Les diligences effectuées au plus haut sommet de l’Etat auprès de pays frères et amis a engendré un réel élan de solidarité internationale avec la Tunisie dans sa lutte contre le COVID-19, lutte rendue désespérée par Mechichi, trop enclin à se la couler douce dans la suite royale d’un hôtel cinq étoiles à Hammamet, plutôt qu’à se soucier du sort de millions de tunisiens concernés, refusant même d’assurer l’ordre lors de la journée nationale de vaccination prévue  pour l’aïd, pourtant décidée par son propre ministre de la santé. L’afflux de plusieurs millions de vaccins qui s’en est suivi, ajouté à la mobilisation des services de santé et de sécurité, à celle de la société civile, et à l’élan populaire, a fait de la journée nationale de vaccination du 8 août et des journées suivantes un succès indiscutable.

De même, le pressing effectué par le président sur le système bancaire a donné ses fruits avec la décision prise par nos argentiers d’allouer une partie de leurs faramineux bénéfices (2% du total des intérêts) amassés en 2020 au soutien de l’effort de l’Etat en matière de santé et d’éducation.

D’autres mesures, telles que les arrestations et les mises sous résidence surveillée de figures notoires de la corruption et de quelques adversaires politiques, sont venues entre-temps conforter les uns, inquiéter les autres.

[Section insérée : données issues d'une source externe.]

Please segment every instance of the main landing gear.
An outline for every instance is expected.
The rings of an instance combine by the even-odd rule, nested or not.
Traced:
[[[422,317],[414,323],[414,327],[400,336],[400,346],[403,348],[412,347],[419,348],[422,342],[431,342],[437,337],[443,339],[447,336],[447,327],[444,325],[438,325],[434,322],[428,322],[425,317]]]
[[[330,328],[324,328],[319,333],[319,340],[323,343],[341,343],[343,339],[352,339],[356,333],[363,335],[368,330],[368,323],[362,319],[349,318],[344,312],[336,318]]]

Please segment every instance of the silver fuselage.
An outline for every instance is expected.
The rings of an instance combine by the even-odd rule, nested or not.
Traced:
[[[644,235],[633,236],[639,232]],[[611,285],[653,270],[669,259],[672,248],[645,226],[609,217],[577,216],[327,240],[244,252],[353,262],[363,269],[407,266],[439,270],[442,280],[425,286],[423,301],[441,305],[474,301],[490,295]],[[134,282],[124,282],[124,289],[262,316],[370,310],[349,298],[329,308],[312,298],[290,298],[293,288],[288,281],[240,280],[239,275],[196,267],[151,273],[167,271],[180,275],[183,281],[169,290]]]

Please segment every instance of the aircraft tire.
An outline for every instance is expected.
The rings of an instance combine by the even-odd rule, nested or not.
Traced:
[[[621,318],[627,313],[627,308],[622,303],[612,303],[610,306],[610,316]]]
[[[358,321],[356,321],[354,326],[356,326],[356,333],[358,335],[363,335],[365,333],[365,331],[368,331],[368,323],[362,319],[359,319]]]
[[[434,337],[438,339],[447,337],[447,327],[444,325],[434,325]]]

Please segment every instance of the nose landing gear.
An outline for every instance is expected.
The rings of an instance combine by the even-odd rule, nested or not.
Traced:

Mais force est de constater que tout ce qui a été entrepris depuis ce 25 juillet reste en deçà des attentes de ceux qui avaient manifesté pendant des mois pour le démantèlement de l’appareil sécuritaire parallèle de Nahdha et de son système de gouvernement mafieux, la décontamination de l’appareil de l’Etat de l’infiltration par des éléments terroristes à la solde de la secte et le sauvetage de l’économie tunisienne restée exsangue sous l’effet de la concurrence déloyale des produits turcs et chinois, de la corruption généralisée au plus haut sommet du gouvernement et du parlement, et du pourrissement du climat des affaires.

Le réveil risque de virer à la gueule de bois, surtout avec les échéances financières qui n’attendront pas et dont le rythme infernal dénote avec la lenteur et l’insoutenable suspense que vivent les tunisiens en l’attente de la nomination d’un chef du gouvernement et la fixation d’une feuille de route pour le restant du quinquennat. La patience des instituts de notation, des bailleurs de fonds, des partenaires et autres investisseurs étrangers n’est pas illimitée. Ni celle des fonctionnaires et des retraités.

Abdelaziz GATRI, activiste politique, Alliance patriotique pour l’ordre et la souveraineté (A.P.O.S).